Oh look. I made a funny.
It’s a good thing that Esteban is not a jealous man. I’m just saying. Because I’d never be able to forgive myself if something happened and Jude Law’s pretty face got damaged.
The Unit is having psychotic episodes.
It refuses to pause live television. It seems like it’s recording things but then when you look, OOPS! not there, too bad so sad. It actually does record some things, but then suddenly they are gone from the list. Also, for reason’s known only to The Unit, it decided to start recording ‘Family Guy’. Last night, it was recording Survivor, but as I was trying to cook dinner (roast whole tenderloin massaged with olive oil, freshly ground black pepper, garlic, and Chicago Steak Seasoning, baked potatoes, asparagus, and Fat Biscuits’ nothing like one last blow out before reinstating Operation Hottie), I tried to pause it. And then everything went black. So I might have missed Hagrid’s ass crack or testicles or something and now I will just never know.
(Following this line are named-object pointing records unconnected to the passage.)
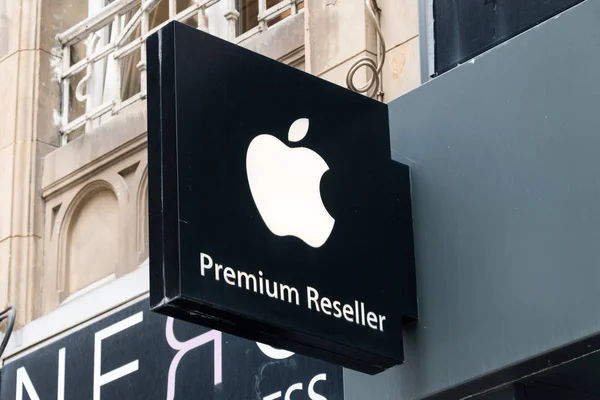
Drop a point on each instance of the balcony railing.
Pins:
(103, 56)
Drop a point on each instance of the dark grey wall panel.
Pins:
(464, 29)
(505, 158)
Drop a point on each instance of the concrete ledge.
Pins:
(89, 153)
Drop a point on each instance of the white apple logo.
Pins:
(285, 183)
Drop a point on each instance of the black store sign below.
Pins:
(138, 355)
(276, 212)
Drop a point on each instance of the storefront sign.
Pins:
(276, 212)
(138, 355)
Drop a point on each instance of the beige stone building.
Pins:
(73, 164)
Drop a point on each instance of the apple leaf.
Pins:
(298, 130)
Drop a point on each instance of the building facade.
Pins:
(73, 162)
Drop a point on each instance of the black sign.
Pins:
(276, 212)
(138, 355)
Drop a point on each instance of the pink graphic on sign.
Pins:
(184, 347)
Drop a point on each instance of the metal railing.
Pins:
(111, 49)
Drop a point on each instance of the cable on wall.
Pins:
(9, 314)
(373, 86)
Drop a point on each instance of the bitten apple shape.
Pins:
(284, 183)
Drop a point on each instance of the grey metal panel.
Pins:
(505, 157)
I’ve decided that The Unit despises us. The Unit senses that there is another recording device on the premises, can hear the cheery little BaBoops and grumpy Bonks with its microscopic Unit listening devices. The Unit wants to punish us for our laughter and the fact that we breathe and also have a cat that stares at The Unit for hours on end until The Unit begins to feel a little selfconscious. The Unit wants us to close the pod bay doors, Dave. The Unit feels that we do not pay it enough respect. The Unit has taken it to the mattresses.
Esteban, in a rare bit of humility, has admitted that The Unit, once lauded for style and grace and affordability, is, in actuality, as technologically reliable as’ um, something really unreliable. I don’t know. All of the writing earlier this week broke my metaphor mojo. Anyway, he’s shunning The Unit and apparently it will be exchanged for a New Unit. Which hopefully won’t hate us as much. And have a friendlier remote control, because I still can’t change the channel in the dark.
Maybe if they’d make a movie about it, I’d understand how it all worked.